Boone v. Commissioner

1933 BTA LEXIS 1255 | B.T.A. | 1933

Lead Opinion

*1066OPINION.

GoodRich :

Petitioners contend that under the provisions of section 212 (d) as retroactively applied by section 1208, Revenue Act of 1926, the sale of the Brown coal properties in 1920 was an installment sale and that the taxable gain derived therefrom should be computed upon that basis or, in the alternative, if the transaction was not an installment sale, then the notes evidencing the deferred pay*1067ments had no market value when received and no taxable gain is to be recognized until petitioners have returned to them their capital investment. Respondent has determined, and maintains, that the transaction was not an installment sale within the meaning of the statute because more than one-fourth of the selling price (which he contends was $550,000) was received and, further, that petitioners may not now change the basis upon which they reported the transaction in their returns.

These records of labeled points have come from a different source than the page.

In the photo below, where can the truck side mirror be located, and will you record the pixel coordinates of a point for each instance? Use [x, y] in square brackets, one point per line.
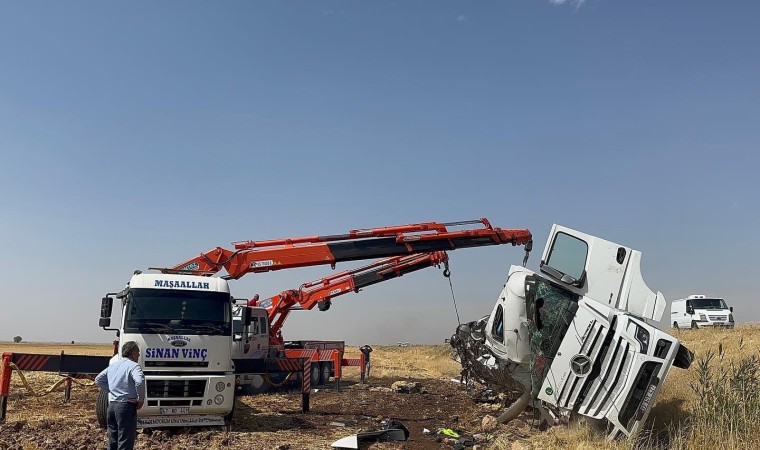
[106, 306]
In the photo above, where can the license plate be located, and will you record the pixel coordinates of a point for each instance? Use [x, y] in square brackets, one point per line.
[174, 410]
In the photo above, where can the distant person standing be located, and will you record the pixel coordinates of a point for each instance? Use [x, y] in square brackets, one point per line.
[123, 381]
[366, 350]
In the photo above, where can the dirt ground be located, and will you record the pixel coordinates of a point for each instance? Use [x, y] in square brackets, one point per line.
[269, 421]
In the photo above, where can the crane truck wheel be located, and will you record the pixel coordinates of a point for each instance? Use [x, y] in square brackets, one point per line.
[101, 408]
[228, 416]
[315, 374]
[325, 375]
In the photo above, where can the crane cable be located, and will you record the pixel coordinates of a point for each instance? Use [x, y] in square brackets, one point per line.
[447, 274]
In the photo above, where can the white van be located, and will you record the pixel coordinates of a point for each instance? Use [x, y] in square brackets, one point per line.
[698, 311]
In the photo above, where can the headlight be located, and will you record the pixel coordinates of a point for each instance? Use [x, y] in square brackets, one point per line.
[642, 335]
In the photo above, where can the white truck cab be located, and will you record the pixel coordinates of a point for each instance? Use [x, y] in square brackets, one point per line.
[576, 337]
[699, 311]
[183, 326]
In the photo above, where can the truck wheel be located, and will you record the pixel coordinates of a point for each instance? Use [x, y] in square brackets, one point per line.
[228, 417]
[101, 408]
[325, 376]
[684, 357]
[315, 372]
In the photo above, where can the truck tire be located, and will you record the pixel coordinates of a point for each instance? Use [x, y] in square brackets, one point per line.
[315, 373]
[228, 416]
[101, 409]
[684, 357]
[324, 377]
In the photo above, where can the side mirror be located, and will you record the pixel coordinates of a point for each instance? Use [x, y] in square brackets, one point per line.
[106, 307]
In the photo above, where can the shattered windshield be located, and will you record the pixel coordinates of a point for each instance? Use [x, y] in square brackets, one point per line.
[550, 311]
[708, 303]
[178, 311]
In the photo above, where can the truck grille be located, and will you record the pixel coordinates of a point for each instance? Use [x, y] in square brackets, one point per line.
[175, 388]
[591, 395]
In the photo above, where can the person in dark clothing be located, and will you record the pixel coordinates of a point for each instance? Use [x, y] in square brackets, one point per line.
[366, 350]
[123, 381]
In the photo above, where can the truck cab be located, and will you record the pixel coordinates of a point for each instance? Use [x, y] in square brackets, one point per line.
[700, 311]
[183, 326]
[577, 335]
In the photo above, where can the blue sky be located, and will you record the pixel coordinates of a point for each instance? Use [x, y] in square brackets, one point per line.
[140, 134]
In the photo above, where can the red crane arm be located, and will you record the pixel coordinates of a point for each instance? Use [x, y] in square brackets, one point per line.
[315, 292]
[384, 242]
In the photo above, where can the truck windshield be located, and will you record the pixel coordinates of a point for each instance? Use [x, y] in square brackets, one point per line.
[550, 311]
[178, 311]
[708, 303]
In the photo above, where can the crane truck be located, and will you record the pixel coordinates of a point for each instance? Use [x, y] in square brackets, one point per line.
[264, 334]
[575, 337]
[182, 316]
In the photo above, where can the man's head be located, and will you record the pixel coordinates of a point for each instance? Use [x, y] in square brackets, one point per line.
[130, 350]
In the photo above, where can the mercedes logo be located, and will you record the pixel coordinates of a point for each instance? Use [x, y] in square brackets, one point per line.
[580, 365]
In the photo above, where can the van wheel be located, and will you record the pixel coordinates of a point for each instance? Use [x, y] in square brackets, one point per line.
[101, 409]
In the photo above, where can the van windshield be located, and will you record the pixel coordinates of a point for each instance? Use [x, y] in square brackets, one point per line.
[708, 303]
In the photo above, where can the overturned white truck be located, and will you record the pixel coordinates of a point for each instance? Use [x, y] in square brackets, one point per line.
[575, 338]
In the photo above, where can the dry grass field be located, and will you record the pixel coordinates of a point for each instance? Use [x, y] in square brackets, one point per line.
[715, 404]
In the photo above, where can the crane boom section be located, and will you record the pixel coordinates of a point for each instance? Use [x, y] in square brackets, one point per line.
[312, 293]
[385, 242]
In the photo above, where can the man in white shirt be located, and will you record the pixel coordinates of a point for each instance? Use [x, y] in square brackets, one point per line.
[123, 380]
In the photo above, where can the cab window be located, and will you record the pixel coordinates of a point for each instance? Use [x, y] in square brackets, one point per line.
[567, 259]
[497, 331]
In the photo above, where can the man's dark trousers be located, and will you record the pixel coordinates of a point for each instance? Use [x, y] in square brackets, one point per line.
[122, 425]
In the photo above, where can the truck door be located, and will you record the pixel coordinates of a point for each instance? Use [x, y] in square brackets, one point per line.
[600, 270]
[258, 336]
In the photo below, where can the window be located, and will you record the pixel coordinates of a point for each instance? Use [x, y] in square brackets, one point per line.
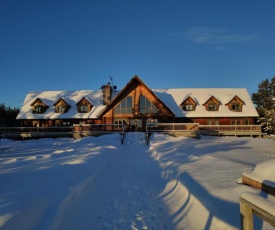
[38, 109]
[237, 107]
[83, 109]
[213, 122]
[188, 107]
[146, 106]
[125, 106]
[246, 122]
[60, 109]
[212, 107]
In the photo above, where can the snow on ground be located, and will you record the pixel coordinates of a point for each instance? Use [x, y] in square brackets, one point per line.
[97, 183]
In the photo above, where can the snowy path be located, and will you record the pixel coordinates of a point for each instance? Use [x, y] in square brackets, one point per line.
[97, 183]
[122, 194]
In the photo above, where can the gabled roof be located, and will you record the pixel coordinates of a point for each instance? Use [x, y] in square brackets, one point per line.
[188, 98]
[72, 98]
[61, 99]
[83, 99]
[170, 98]
[133, 83]
[210, 99]
[37, 100]
[235, 98]
[173, 98]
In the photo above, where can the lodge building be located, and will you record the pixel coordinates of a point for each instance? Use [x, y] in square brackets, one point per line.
[136, 105]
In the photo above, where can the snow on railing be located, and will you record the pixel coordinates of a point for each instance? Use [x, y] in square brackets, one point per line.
[250, 204]
[173, 127]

Obviously, we must first determine the amount of the selling price and the amount of the cash payment. We are convinced that these were $500,000 and $100,000, respectively. It is true, as respondent argues, that both the contract of sale and the deed recite a total consideration of $550,000, and a down payment of $150,000, but those recitals are not necessarily conclusive. Here respondent is neither a party nor a privy to the instruments, and in such case it is well settled that the petitioners may introduce evidence at variance with or in contradiction to the terms of the written instrument to show the real nature of the transaction. Converse & Co., 1 B. T. A. 742; J. W. Solof, 1 B. T. A. 776; Arthur B. Grover, 3 B. T. A. 508; Stratton Grocery Co., 8 B. T. A. 317; Amalgamated Sugar Co., 4 B. T. A. 568, 575; C. I. & L. Ry. Co., 10 B. T. A. 1143. The evidence is conclusive that, so far as petitioners were concerned, their only agreement was to sell the property for $500,000, of which $100,000 was to be paid in cash. They neither demanded nor expected more, nor, we think, did they receive more. Stover was not their agent. He was the man who purchased from them, whether for himself or for an undisclosed principal, they did not know. The inflation of price in the recital of the contract deed was done for Stover’s purposes, at his request and under an agreement to refund to him immediately the excess of $50,000 over the cash payment the partners demanded. Consequently, that excess, when received by petitioners, was impressed with a trust to return it to Stover, to whom the money belonged, and it was not a part of the consideration for which the partnership sold its properties. Therefore, the initial payment did not exceed one-fourth of the purchase price and the transaction falls within the statutory definition of an installment sale. First Savings & Trust Co., 20 B. T. A. 272.

Respecting respondent’s contention that because petitioners in their returns for 1920 reported the profit from the sale on an accrual basis they can not now change to the installment basis, we again disagree. We have previously held that there was no statutory authority for reporting income on the installment basis under the Revenue Act of 1918. B. B. Todd, Inc., 1 B. T. A. 762; H. B. Graves Co., 1 B. T. A. 859, Hoover-Bond Co., 1 B. T. A. 929. Obviously, therefore, when *1068petitioners filed their returns for 1920 they had no right to report the income from this sale on the installment basis. This privilege was accorded them by the provisions of section 212 (d) of the Revenue Act of 1926 as retroactively applied by section 1208 of the same act. To hold that petitioners can not change the method of reporting this installment sale would be contrary to the intention of Congress as expressed in these sections. Laurence H. Lucker, 21 B. T. A. 93; Potter Farms, Inc., 6 B. T. A. 111; Standard Computing Scale Co. v. United States, 52 Fed. (2d) 1018; M. L. Elken, 7 B. T. A. 1160; B. L. Brown Coal & Coke Co., 14 B. T. A. 609. Cf. Key Largo Shores Properties, Inc., 21 B. T. A. 1008.

In this view of the case, it is unnecessary to consider petitioner’s alternative contention.

Judgment will he entered wnder rule 50.